東京大学と南山大学、超音波でより大きな物体(対角線長50mmの正八面体)を浮揚させるアプローチを発表

東京大学と南山大学による研究チームは、超音波を用いて、これまでよりも大きな物体を浮揚させるアプローチを発表しました。

論文:Acoustical boundary hologram for macroscopic rigid-body levitation

著者:Seki Inoue, Shinichi MogamiTomohiro IchiyamaAkihito NodaYasutoshi Makino, Hiroyuki Shinoda
所属:The University of Tokyo, Nanzan University

996個のトランスデューサからなるアレイを下にセットし、直径30mmの発泡ポリスチレン球を200mmの高さで超音波を用いて浮揚させている様子

以前の超音波による遠方場音響浮揚は、浮揚させる物体が小さいものに限られていましたが、本提案手法では、解析的に音場内でのふるまいが記述できない音響波長よりも大きな剛体に対して、静的で安定な浮揚場を生成します。具体的には、静的浮揚場を設計する数値的アプローチ「boundary hologram method」を提案し、超音波フェーズドアレイの入力信号を離散最適化問題で解くことで自律的に安定する力場を生み出し、剛体を超音波で浮揚させます。

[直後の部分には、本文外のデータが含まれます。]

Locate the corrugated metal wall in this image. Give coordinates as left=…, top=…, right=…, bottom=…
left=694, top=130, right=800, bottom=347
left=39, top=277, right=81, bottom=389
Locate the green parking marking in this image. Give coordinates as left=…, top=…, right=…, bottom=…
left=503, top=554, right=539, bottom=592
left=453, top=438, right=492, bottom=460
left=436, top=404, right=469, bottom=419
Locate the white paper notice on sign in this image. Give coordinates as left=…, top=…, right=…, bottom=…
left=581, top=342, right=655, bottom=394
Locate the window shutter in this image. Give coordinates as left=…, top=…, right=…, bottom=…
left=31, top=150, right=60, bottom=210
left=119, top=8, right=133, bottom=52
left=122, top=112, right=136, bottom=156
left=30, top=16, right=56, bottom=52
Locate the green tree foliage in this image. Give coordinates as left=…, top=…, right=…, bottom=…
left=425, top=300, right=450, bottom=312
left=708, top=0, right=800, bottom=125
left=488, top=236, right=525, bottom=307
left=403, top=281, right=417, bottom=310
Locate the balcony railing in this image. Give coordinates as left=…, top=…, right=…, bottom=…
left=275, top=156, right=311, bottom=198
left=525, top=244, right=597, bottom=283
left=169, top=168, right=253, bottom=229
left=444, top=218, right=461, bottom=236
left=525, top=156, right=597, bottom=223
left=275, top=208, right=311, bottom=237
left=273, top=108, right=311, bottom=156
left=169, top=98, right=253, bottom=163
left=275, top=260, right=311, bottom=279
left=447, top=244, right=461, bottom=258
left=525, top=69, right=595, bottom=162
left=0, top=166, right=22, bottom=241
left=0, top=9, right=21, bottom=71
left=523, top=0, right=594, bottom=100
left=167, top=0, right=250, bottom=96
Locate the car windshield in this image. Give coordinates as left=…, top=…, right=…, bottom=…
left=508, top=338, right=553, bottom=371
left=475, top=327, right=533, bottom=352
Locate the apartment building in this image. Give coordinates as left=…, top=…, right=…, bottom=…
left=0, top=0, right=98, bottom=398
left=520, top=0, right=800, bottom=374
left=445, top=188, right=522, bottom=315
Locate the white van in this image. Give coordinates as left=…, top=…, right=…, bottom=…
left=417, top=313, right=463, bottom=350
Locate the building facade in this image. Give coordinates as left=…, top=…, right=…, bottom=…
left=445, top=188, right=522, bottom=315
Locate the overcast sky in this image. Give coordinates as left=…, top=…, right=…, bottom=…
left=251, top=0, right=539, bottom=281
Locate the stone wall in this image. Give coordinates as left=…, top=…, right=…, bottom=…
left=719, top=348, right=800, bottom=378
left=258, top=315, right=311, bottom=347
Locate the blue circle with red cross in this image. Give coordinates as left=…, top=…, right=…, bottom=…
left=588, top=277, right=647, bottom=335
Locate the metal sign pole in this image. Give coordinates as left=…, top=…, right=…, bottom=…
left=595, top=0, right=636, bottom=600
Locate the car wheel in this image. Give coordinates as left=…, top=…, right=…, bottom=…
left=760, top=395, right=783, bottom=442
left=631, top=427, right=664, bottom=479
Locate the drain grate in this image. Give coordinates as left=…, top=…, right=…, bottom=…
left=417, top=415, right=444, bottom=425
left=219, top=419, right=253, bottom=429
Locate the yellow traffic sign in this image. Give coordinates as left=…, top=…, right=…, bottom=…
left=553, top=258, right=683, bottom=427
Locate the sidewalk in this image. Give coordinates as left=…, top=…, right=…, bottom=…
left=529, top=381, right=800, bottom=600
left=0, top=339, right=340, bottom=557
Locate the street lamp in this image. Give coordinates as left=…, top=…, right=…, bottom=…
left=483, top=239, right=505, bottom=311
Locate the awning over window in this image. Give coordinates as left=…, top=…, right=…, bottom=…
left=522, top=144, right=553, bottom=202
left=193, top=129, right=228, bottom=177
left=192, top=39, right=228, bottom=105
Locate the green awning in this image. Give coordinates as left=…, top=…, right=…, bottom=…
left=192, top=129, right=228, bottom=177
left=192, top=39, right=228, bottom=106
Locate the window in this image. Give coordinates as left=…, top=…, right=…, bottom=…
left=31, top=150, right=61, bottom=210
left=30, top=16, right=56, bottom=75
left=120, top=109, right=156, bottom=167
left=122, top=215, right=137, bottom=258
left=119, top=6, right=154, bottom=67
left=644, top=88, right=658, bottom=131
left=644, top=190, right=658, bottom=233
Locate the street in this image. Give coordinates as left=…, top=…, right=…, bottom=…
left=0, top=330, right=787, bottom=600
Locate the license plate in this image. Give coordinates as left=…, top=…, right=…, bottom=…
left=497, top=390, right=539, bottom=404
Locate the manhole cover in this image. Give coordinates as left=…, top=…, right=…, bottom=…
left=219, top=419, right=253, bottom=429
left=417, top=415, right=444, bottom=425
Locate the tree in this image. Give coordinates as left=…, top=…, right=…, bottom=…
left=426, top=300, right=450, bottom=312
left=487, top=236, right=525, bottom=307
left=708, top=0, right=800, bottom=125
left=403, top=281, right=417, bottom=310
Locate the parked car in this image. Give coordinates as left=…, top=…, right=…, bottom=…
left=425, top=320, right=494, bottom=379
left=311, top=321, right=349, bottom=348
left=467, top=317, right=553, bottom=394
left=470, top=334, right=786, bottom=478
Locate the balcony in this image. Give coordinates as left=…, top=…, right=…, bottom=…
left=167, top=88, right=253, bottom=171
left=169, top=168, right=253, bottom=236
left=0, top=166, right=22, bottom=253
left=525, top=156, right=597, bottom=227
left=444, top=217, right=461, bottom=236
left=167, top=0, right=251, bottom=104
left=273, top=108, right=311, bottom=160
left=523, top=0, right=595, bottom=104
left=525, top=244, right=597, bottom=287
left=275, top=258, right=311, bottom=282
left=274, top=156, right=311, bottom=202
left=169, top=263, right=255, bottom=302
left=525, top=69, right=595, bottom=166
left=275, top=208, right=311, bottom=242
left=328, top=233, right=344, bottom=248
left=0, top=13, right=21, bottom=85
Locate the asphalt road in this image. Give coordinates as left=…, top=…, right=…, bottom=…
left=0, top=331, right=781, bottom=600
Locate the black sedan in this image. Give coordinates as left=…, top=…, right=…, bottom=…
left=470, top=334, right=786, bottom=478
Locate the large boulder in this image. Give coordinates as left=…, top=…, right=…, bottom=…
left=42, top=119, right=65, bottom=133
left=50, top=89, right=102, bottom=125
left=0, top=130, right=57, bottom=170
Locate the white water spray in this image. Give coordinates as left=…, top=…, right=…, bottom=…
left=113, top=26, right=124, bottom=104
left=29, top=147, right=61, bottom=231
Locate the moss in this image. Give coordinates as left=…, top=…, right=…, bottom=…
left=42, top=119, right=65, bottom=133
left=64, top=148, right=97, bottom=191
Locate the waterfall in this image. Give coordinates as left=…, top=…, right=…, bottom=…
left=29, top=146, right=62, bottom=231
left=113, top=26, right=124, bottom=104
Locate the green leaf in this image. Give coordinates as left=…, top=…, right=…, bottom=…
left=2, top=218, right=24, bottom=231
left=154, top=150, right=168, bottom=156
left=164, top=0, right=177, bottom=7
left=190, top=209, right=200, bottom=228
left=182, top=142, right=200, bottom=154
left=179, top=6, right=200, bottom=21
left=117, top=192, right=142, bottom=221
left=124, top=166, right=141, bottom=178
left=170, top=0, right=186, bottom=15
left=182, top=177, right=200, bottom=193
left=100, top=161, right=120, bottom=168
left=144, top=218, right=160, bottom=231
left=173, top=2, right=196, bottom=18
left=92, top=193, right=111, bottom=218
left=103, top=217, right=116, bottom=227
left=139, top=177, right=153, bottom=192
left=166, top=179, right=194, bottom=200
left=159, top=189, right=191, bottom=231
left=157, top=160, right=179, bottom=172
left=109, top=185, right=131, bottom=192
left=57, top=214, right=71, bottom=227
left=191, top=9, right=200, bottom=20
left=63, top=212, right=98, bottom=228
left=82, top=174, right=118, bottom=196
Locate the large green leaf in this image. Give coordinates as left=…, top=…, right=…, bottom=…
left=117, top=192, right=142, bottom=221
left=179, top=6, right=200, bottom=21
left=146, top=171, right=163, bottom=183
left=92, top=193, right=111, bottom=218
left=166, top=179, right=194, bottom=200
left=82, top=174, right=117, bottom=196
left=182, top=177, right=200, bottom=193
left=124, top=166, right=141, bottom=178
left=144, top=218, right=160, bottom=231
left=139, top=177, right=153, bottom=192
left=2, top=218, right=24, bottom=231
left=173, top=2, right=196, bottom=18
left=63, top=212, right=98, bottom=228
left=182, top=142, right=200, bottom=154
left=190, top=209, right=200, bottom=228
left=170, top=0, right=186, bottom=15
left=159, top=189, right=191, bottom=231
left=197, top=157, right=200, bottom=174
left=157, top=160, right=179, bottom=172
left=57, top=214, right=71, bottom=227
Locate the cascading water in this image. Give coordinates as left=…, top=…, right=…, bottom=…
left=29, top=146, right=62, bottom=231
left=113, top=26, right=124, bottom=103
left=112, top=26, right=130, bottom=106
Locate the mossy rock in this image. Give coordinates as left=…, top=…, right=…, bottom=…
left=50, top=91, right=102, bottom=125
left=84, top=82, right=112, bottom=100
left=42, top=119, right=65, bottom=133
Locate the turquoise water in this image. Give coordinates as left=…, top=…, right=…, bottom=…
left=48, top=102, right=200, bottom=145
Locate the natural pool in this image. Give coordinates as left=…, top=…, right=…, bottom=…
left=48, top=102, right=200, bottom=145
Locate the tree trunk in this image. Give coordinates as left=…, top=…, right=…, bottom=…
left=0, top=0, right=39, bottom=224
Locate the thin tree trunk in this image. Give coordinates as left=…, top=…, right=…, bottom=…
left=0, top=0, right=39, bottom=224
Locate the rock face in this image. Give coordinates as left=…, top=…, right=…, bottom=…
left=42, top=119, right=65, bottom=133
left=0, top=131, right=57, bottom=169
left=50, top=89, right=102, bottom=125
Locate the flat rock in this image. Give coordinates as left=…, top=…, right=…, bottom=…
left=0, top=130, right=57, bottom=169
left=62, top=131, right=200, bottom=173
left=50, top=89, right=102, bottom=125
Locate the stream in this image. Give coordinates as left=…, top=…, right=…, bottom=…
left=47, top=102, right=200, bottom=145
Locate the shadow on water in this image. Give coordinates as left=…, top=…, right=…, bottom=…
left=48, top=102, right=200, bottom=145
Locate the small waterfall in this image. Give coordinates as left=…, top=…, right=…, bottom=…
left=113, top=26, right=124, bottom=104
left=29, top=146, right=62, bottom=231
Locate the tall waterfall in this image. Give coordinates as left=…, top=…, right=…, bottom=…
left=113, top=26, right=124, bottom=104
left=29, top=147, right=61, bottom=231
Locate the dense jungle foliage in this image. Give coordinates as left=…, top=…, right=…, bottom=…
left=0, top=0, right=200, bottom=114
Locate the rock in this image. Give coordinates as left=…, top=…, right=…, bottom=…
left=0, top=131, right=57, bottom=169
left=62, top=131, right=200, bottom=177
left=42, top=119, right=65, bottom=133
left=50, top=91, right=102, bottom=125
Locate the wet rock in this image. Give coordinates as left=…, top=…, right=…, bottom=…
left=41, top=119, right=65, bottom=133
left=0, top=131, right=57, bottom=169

実験(上画像)では、全部で1992個のトランスデューサからなるフェーズドアレイ(片面996個を上下にセット)を使用し、対象物は対角線長50mmの正八面体、40kHzの超音波で200mmの高さで浮揚させます。3本のレーザーライン(緑色)は、浮上点で直交する軸を表しています。結果、実験的に証明された浮揚物体重量は、以前に報告された遠方場音響浮揚のそれらより4桁以上大きいことを実証しました。

本研究成果の応用としては、活性の高い物体の固定や、チップマウンター等にみるロボットアームの代替、より高い周波数を用いたナノマシンの駆動などが挙げられます。